Accurate particle track reconstruction will be a major challenge for the High Luminosity LHC experiments. Increase in the expected number of simultaneous collisions and the high detector occupancy will make the algorithms extremely demanding in terms of time and computing resources.
The sheer increase in the number of hits would increase the complexity exponentially, however the finite resolution of the detector and the physical “closeness” of the hits increase the ambiguity of their assignment to a trajectory, making the track reconstruction problem a major obstacle to the correct interpretation of the HL-LHC data.

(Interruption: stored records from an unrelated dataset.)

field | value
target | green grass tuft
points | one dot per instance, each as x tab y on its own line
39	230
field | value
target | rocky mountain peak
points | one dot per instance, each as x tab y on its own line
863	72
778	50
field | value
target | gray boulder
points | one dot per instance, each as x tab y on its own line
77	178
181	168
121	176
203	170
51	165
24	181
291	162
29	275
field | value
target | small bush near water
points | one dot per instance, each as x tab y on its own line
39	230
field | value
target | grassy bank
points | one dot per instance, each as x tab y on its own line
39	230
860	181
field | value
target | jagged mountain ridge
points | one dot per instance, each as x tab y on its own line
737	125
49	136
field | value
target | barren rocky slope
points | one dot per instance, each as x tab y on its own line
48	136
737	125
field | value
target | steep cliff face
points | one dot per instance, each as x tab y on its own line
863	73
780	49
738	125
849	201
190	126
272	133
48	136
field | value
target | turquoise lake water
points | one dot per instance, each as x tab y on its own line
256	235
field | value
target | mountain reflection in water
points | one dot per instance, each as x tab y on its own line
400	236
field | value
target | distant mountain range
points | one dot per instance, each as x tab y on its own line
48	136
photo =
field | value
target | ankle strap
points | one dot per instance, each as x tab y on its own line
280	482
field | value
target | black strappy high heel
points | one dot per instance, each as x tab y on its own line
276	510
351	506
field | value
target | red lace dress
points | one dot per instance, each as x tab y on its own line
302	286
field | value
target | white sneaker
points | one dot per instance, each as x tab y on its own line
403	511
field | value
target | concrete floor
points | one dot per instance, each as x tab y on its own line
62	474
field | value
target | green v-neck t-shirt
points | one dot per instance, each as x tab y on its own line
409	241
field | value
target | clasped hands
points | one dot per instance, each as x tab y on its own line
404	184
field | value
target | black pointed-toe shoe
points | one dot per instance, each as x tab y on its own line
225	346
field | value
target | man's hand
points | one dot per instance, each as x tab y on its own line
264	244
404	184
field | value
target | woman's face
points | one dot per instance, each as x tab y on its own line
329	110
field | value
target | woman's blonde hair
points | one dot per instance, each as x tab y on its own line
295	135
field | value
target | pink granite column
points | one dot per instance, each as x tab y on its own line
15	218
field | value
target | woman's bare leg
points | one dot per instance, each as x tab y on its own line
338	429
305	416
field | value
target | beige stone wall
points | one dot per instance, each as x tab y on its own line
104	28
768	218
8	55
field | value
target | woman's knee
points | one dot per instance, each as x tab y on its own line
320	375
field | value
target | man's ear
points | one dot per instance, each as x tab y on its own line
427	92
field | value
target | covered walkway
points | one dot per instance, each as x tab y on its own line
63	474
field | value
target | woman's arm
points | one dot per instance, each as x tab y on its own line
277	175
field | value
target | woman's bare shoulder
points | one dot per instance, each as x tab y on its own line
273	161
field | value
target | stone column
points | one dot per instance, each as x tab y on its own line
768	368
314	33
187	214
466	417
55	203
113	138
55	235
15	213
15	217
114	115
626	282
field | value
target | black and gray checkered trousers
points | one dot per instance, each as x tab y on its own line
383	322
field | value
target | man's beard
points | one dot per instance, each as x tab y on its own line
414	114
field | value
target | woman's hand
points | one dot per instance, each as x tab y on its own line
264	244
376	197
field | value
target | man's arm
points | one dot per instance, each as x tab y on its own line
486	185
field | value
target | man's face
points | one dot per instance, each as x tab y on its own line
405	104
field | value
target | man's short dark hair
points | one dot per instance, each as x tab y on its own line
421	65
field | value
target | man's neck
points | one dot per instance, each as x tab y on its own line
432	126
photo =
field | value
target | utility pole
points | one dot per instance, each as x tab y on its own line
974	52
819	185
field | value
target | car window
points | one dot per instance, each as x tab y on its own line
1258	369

Most methods currently in use are based on the Kalman filter: they have shown to be robust and to provide good physics performance, however, they are expected to scale worse than quadratically.
Designing an algorithm capable of reducing the combinatorial background at the hit level, would provide a much “cleaner” initial seed to the Kalman filter, thus strongly reducing the total processing time.
One of the salient features of Quantum Computers is the ability to evaluate a very large number of states simultaneously, making them an ideal instrument for searches in a large parameter space and, in fact, different R&D initiatives are exploring how Quantum Tracking Algorithms could leverage such capabilities. In this paper we present our work on the implementation of a quantum-based track finding algorithm aimed at reducing combinatorial background during the initial seeding stage. We use the publicly available dataset designed for last year’s kaggle TrackML challenge.